Cabe a Manuel Martins gerir a mudança. Limita-se a antever bom relacionamento . "Não vou fazer guerra, nem vou excluir ninguém", confidenciou ontem à Antena 1.

Nomeação "a pedido"?

O cónego Manuel Martins assumiu publicamente que deixa a Sé do Funchal "a seu pedido". E assim tenta evitar que outras leituras, porventura políticas, admitissem a influência de outra mão, que não a eclesial, na anunciada mexida com objectivos pastorais.

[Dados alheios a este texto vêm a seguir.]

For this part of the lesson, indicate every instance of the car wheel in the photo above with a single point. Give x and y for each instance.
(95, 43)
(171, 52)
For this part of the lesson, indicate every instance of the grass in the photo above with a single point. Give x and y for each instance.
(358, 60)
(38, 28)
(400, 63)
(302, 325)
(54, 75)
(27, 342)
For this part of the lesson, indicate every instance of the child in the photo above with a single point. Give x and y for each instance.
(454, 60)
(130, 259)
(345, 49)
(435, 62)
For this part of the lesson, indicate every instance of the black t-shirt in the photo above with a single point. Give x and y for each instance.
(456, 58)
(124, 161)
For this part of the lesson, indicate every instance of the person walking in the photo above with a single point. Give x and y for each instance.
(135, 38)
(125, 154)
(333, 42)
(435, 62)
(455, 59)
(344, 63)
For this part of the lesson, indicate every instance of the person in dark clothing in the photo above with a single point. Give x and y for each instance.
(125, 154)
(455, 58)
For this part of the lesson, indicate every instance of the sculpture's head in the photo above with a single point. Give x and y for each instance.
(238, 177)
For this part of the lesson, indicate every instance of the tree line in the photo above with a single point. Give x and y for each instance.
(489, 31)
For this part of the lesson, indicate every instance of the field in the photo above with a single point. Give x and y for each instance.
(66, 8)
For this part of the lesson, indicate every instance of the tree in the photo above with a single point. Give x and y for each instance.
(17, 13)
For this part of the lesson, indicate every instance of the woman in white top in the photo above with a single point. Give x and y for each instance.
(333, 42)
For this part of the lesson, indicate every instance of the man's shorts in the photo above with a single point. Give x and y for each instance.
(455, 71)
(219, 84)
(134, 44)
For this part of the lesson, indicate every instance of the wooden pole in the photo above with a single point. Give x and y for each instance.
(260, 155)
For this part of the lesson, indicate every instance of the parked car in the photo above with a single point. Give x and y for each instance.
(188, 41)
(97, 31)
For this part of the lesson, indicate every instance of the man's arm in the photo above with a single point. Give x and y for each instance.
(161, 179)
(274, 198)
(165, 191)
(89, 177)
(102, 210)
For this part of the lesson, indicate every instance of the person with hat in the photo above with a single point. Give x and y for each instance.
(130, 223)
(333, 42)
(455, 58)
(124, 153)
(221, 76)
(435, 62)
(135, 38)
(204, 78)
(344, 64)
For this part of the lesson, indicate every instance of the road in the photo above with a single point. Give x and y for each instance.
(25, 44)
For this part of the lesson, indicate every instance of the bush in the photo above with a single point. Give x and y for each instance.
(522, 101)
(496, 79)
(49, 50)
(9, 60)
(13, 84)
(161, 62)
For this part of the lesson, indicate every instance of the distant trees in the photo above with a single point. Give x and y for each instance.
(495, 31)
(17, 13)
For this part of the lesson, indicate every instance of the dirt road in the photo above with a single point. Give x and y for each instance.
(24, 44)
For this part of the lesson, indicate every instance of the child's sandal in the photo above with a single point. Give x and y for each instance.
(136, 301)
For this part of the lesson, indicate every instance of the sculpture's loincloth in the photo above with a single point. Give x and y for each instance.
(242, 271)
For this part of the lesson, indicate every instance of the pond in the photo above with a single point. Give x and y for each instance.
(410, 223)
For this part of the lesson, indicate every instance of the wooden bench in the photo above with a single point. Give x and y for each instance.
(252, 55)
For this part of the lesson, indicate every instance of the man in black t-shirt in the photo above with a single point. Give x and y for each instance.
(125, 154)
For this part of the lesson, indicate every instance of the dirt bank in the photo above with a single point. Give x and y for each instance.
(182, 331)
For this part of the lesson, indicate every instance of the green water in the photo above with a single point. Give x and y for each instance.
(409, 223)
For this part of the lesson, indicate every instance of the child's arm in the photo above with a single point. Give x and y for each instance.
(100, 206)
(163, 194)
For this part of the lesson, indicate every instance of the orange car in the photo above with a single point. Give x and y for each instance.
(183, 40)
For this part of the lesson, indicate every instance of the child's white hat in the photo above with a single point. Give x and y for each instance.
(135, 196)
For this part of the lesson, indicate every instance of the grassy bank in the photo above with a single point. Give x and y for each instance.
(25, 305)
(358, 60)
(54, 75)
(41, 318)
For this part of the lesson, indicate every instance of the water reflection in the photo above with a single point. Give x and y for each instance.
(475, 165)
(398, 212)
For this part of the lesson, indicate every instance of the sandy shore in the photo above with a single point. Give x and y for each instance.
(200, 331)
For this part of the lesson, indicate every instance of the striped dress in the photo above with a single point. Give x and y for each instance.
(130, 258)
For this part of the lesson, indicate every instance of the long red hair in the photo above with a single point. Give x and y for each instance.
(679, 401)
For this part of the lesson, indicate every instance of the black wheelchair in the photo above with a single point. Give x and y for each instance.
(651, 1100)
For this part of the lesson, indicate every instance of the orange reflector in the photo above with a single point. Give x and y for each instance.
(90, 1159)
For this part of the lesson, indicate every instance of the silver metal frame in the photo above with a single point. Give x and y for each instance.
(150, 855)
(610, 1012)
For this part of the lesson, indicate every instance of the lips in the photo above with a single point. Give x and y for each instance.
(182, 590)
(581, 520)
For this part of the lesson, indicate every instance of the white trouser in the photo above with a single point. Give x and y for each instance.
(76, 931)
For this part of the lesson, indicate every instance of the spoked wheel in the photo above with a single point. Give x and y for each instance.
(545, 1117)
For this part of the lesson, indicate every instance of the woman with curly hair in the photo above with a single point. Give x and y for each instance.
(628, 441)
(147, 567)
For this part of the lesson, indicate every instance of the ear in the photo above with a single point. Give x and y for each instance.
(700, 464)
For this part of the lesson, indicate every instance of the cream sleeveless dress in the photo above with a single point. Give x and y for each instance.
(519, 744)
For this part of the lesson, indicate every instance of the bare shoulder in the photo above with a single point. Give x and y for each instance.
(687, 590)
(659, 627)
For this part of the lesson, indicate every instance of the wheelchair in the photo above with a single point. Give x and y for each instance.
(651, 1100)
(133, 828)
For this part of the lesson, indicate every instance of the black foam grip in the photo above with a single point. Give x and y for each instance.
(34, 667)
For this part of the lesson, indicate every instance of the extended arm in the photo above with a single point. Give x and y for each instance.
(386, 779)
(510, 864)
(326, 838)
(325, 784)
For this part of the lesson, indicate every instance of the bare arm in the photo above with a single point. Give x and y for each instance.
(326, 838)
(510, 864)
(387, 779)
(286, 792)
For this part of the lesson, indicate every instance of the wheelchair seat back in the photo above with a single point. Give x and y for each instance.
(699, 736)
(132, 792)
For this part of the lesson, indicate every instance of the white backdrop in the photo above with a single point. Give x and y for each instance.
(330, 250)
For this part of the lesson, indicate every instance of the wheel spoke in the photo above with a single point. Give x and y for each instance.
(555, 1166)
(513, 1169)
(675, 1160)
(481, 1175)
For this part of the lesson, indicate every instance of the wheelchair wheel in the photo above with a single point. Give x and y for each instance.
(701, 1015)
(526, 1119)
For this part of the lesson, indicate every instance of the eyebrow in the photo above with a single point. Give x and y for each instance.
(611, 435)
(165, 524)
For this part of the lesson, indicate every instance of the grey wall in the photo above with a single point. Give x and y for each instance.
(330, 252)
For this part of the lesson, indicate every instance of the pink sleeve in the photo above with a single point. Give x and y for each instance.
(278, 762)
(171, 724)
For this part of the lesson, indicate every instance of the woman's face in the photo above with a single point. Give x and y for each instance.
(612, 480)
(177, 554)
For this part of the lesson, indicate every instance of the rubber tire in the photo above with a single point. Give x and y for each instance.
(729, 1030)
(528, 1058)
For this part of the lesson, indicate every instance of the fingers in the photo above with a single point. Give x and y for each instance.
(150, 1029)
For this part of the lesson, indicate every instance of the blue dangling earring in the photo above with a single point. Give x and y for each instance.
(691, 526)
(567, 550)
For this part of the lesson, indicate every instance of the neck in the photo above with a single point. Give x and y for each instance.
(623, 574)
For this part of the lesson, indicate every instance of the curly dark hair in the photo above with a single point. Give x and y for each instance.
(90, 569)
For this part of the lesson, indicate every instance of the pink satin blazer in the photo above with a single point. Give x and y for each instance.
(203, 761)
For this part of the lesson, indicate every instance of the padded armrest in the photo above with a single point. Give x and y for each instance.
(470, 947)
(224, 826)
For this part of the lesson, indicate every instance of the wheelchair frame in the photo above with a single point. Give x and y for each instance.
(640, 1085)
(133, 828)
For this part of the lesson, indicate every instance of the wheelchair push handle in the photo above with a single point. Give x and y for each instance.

Por tal, no último boletim paroquial o sacerdote revela o conteúdo de uma missiva enviada a 9 de Julho passado a D. António Carrilho na qual exprime "o desejo pessoal de fazer uma nova experiência pastoral e com todo o sentido e obediência e lealdade manifestar total disponibilidade e desejo de ser dispensado do serviço paroquial da Sé, para aceitar um outro serviço paroquial fora do arciprestado do Funchal".

Para Manuel Martins, a mudança de pároco, após alguns anos de serviço - e no seu caso foram 17 na Sé - "é em geral benéfica para as comunidades e para o próprio, atendendo a que proporciona maiores desafios e desinstala da rotina a que tantas vezes nos acomodamos, irreflectidamente".

Explicadas as causas, se é que foram só estas, alguns sacerdotes madeirenses não estranham a manobra de antecipação, talvez inspirada em D. Teodoro Faria, que por vezes usava o termo "a seu pedido" em nomeações mais polémicas, para assim esvaziar protestos. D. António Carrilho também tem partilhado com os padres que, sempre que for possível, dá o jeito para que a transferência desejada se concretize. Já disse que as escolhas dependem da "disponibilidade dos próprios sacerdotes, segundo as suas capacidades e desejos" e que "qualquer mudança é antecedida do diálogo necessário a um correcto discernimento".

O que não admite é outro tipo de ingerências. "Ninguém pensará, certamente, que um Bispo faz nomeações e mudanças de agentes pastorais por mero capricho pessoal ou pressões de qualquer natureza. Não muda por mudar, para dar gosto a uns ou aborrecer outros!". Tamanha certeza foi deixada em entrevista concedida ao 'JM' a 21 Setembro do ano passado, após as nomeações de então.

Perfil

Manuel Martins nasceu a 28 de Maio de 1959. É natural freguesia de Machico, paróquia das Preces.

Foi ordenado presbítero a 5 de Setembro de 1992, na Sé do Funchal. Foi membro da Equipa formadora do Seminário Diocesano, Assistente Espiritual Adjunto dos Jovens Cristãos da Madeira e Assistente da Legião de Maria.

Foi nomeado Penitenciário Mor da Diocese em 2002 e Director do Departamento de Turismo do Secretariado Diocesano das Migrações e Turismo em 2007.